Video: The California Courts Budgeting Process

for release

Contact: Leanne Kozak, California Courts News, 916-263-2838

March 16, 2012

How the Courts are Funded

Budgeting within California's third branch of government



2:55

The budget process in California’s third branch of government is collaborative and complex, typically a year long procedure. Analysis and discussions begin with the Trial Court Budget Working Group, a team of 15 superior court judges and 15 court executive officers. 

Appellate courts also participate, through the Appellate Court Budget Subcommittee.

The Trial Court Budget Working Group represents the rich diversity of California’s trial courts – large and small, metropolitan and rural. After plenty of input from trial courts throughout the state, the Working Group directs staff from the Administrative Office of the Courts (AOC) to draw up budget proposals as instructed. 

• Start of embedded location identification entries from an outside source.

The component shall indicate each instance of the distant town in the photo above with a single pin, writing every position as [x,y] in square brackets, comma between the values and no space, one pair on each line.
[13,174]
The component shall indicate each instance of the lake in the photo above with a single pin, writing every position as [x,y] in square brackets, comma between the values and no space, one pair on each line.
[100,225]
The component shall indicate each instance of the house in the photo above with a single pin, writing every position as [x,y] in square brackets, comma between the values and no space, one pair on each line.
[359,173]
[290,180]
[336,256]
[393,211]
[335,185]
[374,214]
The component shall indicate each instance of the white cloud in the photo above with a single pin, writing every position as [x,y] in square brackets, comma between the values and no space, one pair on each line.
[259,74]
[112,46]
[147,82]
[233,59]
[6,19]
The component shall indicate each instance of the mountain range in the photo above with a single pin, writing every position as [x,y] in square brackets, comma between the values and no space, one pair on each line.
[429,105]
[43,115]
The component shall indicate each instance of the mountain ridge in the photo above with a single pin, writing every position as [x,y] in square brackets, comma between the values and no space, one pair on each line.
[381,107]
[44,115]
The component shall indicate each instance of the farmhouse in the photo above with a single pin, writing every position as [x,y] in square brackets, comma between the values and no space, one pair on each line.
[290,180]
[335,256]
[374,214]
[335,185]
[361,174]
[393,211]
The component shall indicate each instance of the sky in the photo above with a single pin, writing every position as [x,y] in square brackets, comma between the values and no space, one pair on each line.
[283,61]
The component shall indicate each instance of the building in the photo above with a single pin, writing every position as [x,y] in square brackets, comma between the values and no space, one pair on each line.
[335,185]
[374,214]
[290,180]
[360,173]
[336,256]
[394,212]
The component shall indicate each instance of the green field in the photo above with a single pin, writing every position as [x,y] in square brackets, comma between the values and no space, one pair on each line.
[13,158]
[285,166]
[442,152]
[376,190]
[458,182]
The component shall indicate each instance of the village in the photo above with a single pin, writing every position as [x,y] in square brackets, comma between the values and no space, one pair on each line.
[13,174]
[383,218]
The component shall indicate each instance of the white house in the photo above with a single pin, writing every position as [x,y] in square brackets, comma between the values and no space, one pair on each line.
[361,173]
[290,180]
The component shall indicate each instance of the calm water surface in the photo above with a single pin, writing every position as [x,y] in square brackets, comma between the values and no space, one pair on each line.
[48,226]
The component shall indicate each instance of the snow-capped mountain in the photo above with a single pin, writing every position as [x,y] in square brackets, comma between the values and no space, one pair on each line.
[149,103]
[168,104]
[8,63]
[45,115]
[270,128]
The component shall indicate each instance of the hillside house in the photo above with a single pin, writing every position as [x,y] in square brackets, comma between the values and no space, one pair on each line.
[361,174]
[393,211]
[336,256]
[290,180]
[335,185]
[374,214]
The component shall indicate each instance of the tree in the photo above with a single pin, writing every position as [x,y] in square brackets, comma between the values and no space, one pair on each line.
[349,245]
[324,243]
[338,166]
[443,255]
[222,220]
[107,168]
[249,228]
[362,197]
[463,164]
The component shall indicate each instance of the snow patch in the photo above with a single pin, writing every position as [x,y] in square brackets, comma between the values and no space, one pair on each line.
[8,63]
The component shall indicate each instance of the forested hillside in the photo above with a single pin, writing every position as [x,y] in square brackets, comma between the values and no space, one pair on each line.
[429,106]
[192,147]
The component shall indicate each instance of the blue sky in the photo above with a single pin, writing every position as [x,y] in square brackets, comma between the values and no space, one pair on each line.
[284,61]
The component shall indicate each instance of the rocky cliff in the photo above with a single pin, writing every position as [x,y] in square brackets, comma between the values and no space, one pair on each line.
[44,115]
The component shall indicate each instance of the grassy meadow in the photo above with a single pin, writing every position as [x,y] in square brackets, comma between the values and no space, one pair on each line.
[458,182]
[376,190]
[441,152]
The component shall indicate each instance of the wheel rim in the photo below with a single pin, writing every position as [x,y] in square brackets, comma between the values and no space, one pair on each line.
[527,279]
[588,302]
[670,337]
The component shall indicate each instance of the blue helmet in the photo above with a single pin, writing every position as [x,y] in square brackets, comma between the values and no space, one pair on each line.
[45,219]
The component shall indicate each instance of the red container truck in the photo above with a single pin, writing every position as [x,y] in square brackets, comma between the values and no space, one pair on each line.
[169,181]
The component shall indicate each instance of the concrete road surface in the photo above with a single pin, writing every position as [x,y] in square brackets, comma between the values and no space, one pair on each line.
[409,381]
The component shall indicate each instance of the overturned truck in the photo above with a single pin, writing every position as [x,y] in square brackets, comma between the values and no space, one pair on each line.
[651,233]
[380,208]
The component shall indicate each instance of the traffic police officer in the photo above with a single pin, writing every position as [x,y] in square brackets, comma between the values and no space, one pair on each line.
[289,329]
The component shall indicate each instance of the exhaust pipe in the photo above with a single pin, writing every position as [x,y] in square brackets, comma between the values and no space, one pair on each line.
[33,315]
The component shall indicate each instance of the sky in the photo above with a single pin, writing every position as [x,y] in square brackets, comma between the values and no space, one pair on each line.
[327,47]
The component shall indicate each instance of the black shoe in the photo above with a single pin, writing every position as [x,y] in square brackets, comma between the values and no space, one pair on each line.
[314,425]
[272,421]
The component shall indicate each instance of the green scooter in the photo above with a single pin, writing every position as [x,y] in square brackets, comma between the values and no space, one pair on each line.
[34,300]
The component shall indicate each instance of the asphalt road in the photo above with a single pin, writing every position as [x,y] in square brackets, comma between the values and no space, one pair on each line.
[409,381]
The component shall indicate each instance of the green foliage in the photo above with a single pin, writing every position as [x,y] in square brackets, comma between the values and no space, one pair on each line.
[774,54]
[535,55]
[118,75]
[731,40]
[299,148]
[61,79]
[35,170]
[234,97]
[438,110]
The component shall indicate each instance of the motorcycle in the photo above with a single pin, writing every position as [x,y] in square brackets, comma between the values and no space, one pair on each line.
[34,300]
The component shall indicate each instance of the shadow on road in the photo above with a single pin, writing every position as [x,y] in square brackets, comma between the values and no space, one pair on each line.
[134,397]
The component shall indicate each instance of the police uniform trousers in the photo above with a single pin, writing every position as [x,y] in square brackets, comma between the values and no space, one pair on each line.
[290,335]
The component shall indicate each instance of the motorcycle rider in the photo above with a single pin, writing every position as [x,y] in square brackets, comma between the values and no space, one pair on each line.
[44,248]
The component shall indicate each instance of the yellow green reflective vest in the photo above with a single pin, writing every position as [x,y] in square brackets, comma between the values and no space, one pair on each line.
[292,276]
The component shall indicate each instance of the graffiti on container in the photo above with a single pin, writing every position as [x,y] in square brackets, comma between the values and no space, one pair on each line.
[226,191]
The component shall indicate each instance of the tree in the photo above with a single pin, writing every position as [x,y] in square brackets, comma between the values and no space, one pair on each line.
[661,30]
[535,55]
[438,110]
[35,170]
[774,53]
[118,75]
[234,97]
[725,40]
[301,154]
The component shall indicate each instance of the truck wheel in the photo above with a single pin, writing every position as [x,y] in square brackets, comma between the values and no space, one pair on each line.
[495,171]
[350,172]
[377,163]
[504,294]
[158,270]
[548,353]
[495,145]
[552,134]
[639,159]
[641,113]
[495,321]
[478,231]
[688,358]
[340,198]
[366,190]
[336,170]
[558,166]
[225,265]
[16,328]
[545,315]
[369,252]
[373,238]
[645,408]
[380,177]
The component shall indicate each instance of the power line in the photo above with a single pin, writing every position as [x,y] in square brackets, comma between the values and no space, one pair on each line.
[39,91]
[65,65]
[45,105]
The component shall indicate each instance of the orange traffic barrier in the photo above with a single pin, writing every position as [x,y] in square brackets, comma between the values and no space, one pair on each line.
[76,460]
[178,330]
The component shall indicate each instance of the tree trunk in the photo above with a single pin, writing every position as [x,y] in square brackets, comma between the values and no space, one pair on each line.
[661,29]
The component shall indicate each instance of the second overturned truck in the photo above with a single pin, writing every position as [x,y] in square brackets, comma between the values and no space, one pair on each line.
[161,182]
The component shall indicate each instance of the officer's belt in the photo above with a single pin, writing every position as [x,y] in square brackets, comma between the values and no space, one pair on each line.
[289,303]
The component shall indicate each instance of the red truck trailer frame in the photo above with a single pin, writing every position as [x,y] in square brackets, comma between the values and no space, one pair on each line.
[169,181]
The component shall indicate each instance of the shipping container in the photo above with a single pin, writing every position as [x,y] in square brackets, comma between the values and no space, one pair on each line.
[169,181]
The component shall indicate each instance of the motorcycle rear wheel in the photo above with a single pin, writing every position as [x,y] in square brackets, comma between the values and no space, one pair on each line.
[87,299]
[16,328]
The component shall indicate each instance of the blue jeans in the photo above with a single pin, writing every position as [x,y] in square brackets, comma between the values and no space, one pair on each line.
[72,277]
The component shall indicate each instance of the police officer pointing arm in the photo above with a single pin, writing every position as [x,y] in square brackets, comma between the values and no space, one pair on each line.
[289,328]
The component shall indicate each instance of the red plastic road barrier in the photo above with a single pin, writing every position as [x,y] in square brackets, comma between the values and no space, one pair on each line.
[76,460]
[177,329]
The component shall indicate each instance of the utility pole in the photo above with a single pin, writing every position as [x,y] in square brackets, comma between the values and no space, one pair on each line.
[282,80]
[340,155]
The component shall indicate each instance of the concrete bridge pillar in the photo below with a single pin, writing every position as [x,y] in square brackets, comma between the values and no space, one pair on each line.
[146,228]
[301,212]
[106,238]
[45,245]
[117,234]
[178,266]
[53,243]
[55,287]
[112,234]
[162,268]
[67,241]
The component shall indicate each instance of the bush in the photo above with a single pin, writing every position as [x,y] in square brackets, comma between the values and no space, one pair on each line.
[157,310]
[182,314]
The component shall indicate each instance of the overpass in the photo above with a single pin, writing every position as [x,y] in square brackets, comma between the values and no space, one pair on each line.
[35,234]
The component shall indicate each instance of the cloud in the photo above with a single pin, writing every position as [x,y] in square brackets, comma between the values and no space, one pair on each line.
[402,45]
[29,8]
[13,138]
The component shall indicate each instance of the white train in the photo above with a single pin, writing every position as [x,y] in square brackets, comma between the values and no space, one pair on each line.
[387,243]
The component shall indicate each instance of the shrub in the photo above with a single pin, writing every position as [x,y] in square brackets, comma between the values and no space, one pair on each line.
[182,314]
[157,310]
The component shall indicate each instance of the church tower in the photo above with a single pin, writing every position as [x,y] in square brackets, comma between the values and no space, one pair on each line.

From there the completed and fully vetted proposals go before the Judicial Council in a public business meeting, usually in August. Public comment is invited. It is here that budget decisions are made and priorities ratified, where Council members safeguard the consistent, impartial, independent, and accessible administration of justice throughout the entire branch.

In September the Judicial Branch presents its budget proposal to the Governor and legislators. Then they go to work on it, negotiating changes. Once they approve and enact the state budget, funding is appropriated to the Judicial Branch. 

Then Judicial Council members make decisions on court allocations and provide final approval. The AOC’s role is to distribute the funding to the trial courts, as directed by the Judicial Council.

In fiscal year ‘11/’12 the overall state budget was $129.5 billion. Only 2.4% of that goes to the Judicial Branch. 

In terms of the state’s general fund, the Judicial Branch accounts for only 1.6%, a tiny sliver.

The total judicial branch budget is $3.17 billion. Only 4.2% of that funds the Judicial Council and the AOC. 81% of that goes to the trial courts.

In the last 4 years, the judicial branch has endured $653 million in cuts. This year legislators and the governor chopped the court’s operational funds by an unprecedented $350 million; ongoing cuts; and raided another $750 million from the court construction fund.

The Chief Justice of California and the Judicial Council have declared budget restoration their top administrative priority for the year, “I have little doubt that this body, the Judicial Council and the judicial branch is the finest judiciary in the nation and can rise to the challenge and we can and will put in place the foundation for a new era in California.”